* [PATCH 0/3] ext4: Implement IOCB_DONTCACHE handling
@ 2025-04-21 10:50 陈涛涛 Taotao Chen
2025-04-21 10:50 ` [PATCH 1/3] mm/filemap: initialize fsdata with iocb->ki_flags 陈涛涛 Taotao Chen
` (2 more replies)
0 siblings, 3 replies; 10+ messages in thread
From: 陈涛涛 Taotao Chen @ 2025-04-21 10:50 UTC (permalink / raw)
To: tytso@mit.edu, adilger.kernel@dilger.ca,
akpm@linux-foundation.org, willy@infradead.org
Cc: linux-ext4@vger.kernel.org, linux-kernel@vger.kernel.org,
linux-fsdevel@vger.kernel.org, linux-mm@kvack.org,
陈涛涛 Taotao Chen
From: Taotao Chen <chentaotao@didiglobal.com>
This series implements proper handling of IOCB_DONTCACHE flag
in ext4 filesystem.
Taotao Chen (3):
mm/filemap: initialize fsdata with iocb->ki_flags
ext4: implement IOCB_DONTCACHE handling in write operations
ext4: support FOP_DONTCACHE flag
fs/ext4/file.c | 2 +-
fs/ext4/inode.c | 21 +++++++++++++++++----
mm/filemap.c | 6 +++++-
3 files changed, 23 insertions(+), 6 deletions(-)
--
2.34.1
^ permalink raw reply [flat|nested] 10+ messages in thread
* [PATCH 1/3] mm/filemap: initialize fsdata with iocb->ki_flags
2025-04-21 10:50 [PATCH 0/3] ext4: Implement IOCB_DONTCACHE handling 陈涛涛 Taotao Chen
@ 2025-04-21 10:50 ` 陈涛涛 Taotao Chen
2025-05-14 3:51 ` Theodore Ts'o
2025-04-21 10:50 ` [PATCH 2/3] ext4: implement IOCB_DONTCACHE handling in write operations 陈涛涛 Taotao Chen
2025-04-21 10:50 ` [PATCH 3/3] ext4: support FOP_DONTCACHE flag 陈涛涛 Taotao Chen
2 siblings, 1 reply; 10+ messages in thread
From: 陈涛涛 Taotao Chen @ 2025-04-21 10:50 UTC (permalink / raw)

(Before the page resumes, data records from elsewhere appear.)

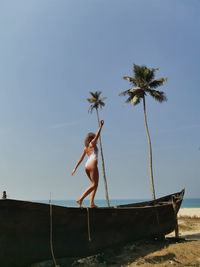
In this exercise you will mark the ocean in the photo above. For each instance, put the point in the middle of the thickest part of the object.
(187, 202)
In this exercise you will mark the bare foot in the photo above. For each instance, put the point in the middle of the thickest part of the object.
(79, 203)
(93, 206)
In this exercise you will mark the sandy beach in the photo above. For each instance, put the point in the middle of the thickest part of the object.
(190, 212)
(160, 253)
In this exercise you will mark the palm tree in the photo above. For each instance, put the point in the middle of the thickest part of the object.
(96, 103)
(144, 83)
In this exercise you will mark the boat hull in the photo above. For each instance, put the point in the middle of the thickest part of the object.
(25, 228)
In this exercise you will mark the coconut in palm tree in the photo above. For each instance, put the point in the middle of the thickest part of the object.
(96, 103)
(144, 83)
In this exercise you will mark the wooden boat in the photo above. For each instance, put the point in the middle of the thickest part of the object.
(25, 228)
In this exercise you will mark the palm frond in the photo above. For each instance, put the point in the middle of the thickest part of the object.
(101, 104)
(91, 100)
(155, 70)
(130, 79)
(158, 95)
(158, 82)
(134, 88)
(135, 100)
(90, 109)
(124, 92)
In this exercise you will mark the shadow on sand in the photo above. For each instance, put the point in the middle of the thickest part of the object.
(121, 255)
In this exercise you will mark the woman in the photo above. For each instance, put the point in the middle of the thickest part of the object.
(91, 167)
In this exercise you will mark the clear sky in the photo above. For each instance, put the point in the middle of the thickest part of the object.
(53, 52)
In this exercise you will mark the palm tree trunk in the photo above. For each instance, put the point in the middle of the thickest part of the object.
(150, 150)
(103, 165)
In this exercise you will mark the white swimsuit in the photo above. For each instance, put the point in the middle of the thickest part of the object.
(94, 155)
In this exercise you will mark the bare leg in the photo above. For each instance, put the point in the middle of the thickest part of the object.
(95, 178)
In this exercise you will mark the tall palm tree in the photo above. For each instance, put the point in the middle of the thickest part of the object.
(96, 103)
(144, 83)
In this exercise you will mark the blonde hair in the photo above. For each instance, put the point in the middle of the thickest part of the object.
(89, 138)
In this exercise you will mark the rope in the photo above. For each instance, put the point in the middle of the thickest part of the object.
(89, 235)
(51, 234)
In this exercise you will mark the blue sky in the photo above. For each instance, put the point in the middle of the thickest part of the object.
(52, 53)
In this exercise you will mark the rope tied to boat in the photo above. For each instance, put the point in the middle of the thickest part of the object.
(88, 216)
(51, 234)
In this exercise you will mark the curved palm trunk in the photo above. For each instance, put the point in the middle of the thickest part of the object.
(103, 166)
(150, 150)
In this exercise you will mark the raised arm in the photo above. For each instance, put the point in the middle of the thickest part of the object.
(79, 161)
(94, 141)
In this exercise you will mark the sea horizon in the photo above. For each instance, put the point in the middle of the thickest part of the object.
(187, 202)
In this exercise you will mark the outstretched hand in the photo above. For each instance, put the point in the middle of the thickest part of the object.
(101, 123)
(73, 171)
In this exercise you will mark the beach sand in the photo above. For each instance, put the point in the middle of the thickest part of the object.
(191, 212)
(161, 253)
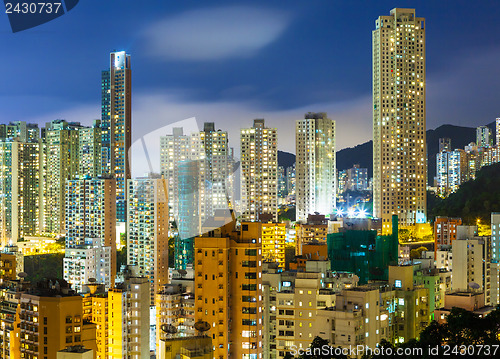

To: tytso@mit.edu, adilger.kernel@dilger.ca,
akpm@linux-foundation.org, willy@infradead.org
Cc: linux-ext4@vger.kernel.org, linux-kernel@vger.kernel.org,
linux-fsdevel@vger.kernel.org, linux-mm@kvack.org,
陈涛涛 Taotao Chen
From: Taotao Chen <chentaotao@didiglobal.com>
Initialize fsdata with &iocb->ki_flags to allow filesystems to check
iocb flags like IOCB_DONTCACHE during ->write_begin().
Signed-off-by: Taotao Chen <chentaotao@didiglobal.com>
---
mm/filemap.c | 6 +++++-
1 file changed, 5 insertions(+), 1 deletion(-)
diff --git a/mm/filemap.c b/mm/filemap.c
index 7b90cbeb4a1a..9174b6310f0b 100644
--- a/mm/filemap.c
+++ b/mm/filemap.c
@@ -4087,7 +4087,11 @@ ssize_t generic_perform_write(struct kiocb *iocb, struct iov_iter *i)
size_t offset; /* Offset into folio */
size_t bytes; /* Bytes to write to folio */
size_t copied; /* Bytes copied from user */
- void *fsdata = NULL;
+ /*
+ * Initialize fsdata with iocb flags pointer so that filesystems
+ * can check ki_flags (like IOCB_DONTCACHE) in write operations.
+ */
+ void *fsdata = &iocb->ki_flags;
bytes = iov_iter_count(i);
retry:
--
2.34.1
^ permalink raw reply related [flat|nested] 10+ messages in thread
* [PATCH 2/3] ext4: implement IOCB_DONTCACHE handling in write operations
2025-04-21 10:50 [PATCH 0/3] ext4: Implement IOCB_DONTCACHE handling 陈涛涛 Taotao Chen
2025-04-21 10:50 ` [PATCH 1/3] mm/filemap: initialize fsdata with iocb->ki_flags 陈涛涛 Taotao Chen
@ 2025-04-21 10:50 ` 陈涛涛 Taotao Chen
2025-05-14 11:52 ` Theodore Ts'o
2025-04-21 10:50 ` [PATCH 3/3] ext4: support FOP_DONTCACHE flag 陈涛涛 Taotao Chen
2 siblings, 1 reply; 10+ messages in thread
From: 陈涛涛 Taotao Chen @ 2025-04-21 10:50 UTC (permalink / raw)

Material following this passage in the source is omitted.